La manifesta infondatezza della domanda non esclude il diritto all’equa riparazione per durata irragionevole del processo se la lite non è temeraria o “abusiva”

Per Cass. 23 settembre 2015 n. 18834, Rel. Petitti, in tema di durata irragionevole del processo, anche nella vigenza del comma 2-quinquies dell’art. 2 .L. 89/2001 – aggiunto dal d.l. n. 83 del 2012, conv. in l. n. 134 del 2012 – la manifesta infondatezza della domanda non esclude di per sé il diritto dell’attore all’equa riparazione, ove non sussista il requisito soggettivo della temerarietà od abusività della lite.

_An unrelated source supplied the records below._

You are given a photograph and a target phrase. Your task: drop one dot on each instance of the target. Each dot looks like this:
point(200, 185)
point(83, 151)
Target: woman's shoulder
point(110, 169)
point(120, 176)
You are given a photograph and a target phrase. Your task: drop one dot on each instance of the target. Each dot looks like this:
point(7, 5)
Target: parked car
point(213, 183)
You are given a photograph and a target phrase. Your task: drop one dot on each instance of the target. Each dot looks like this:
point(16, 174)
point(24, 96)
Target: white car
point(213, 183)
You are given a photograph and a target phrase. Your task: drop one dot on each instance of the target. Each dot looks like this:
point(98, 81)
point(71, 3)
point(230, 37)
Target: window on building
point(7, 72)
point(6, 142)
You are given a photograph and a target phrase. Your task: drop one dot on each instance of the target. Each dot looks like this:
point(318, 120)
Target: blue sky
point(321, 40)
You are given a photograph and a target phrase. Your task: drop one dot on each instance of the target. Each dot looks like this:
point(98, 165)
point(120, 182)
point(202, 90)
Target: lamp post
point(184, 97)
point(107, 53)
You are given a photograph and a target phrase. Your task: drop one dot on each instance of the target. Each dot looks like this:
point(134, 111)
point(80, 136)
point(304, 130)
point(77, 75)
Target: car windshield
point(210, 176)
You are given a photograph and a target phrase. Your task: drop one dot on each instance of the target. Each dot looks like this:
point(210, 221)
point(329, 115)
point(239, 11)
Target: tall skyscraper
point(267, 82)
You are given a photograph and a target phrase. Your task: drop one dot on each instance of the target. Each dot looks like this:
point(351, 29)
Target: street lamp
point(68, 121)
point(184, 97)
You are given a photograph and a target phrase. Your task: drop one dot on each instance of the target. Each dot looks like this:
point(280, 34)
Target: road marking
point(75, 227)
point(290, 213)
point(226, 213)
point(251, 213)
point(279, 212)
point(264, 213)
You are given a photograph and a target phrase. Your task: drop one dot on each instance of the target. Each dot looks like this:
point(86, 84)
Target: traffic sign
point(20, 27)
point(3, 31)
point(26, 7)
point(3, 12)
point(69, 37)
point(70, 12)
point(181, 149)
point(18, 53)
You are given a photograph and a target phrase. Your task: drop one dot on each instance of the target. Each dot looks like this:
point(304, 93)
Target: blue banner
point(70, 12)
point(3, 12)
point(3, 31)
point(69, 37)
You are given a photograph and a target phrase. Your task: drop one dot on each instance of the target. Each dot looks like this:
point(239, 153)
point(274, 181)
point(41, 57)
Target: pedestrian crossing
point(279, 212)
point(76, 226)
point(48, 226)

La Cassazione sul danno non patrimoniale per irragionevole durata del processo concernente lo “status” della persona e i diritti fondamentali

Cass. 20 gennaio 2015 n. 909, Rel. Sangiorgio ritiene che ai fini dell’equa riparazione per durata irragionevole, il giudizio concernente lo status della persona (nella specie, riconoscimento della condizione di rifugiato politico), in quanto incidente sul diritto alla vita privata e familiare, deve avere, in conformità alla giurisprudenza della Corte EDU, una durata massima ridotta (di due anni e sette mesi anziché di tre anni).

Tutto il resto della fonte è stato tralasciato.